Both are true and viable concepts for the artist. Every project has its parts, every part a project in its own right. Projects all the way down. Take this diatribe for example: I began because I wanted to talk about the purgative text: artistic creation as biological release. The more I conceived the project however, the more it became about what prevents me from release. What prevents me has very much to do with what drives me. What drives me / prevents me has to do with my habits of personal resistance and my history of selective imagination. The next step: enumerate those formerly mentioned vices and virtues, victories / defeats which have led me here.

It never ends.

One project begets another begets another. Until at the end of it all (if I'm lucky enough to be there), I will collect all of the projects together under the heading of 'Project of my Life' or '-of my Art.' And some other series of project will have to be rolled out from me after I'm gone. Or if not from me, from someone else. Every artist must deal in his / her own way with posterity. Every artist must consider the 'Project of Human History' and where their personal project aligns or departs.

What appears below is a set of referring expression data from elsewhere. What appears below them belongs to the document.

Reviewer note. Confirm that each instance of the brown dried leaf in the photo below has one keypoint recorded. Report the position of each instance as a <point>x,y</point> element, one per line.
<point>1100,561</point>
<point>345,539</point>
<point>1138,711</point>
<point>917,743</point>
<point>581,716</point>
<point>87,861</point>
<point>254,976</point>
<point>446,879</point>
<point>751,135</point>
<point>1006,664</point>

But this is undoubtedly too colossal a project for an individual to sustain. Leave it for the brief moments of migration before and after sleep. The artist having awoke has one thing before him: his worktable and all that it contains: his pens, his books, his notebooks, his computer, his instrument, his paintbrush, his post-it notes, his thinking cap, his bathrobe, his mug of coffee, his ashtray towering with ash. And out of this array of mundanity, he must concoct the world he wants to see, one focused breath at a time. He must begin crafting. Whether it's writing whatever, composing whatever, painting or drafting whatever, he must first of all begin. And over time the malodorous, negligible 'compost' he's turned will  feed a garden. Just as a smile when sustained long enough will actually make you happy.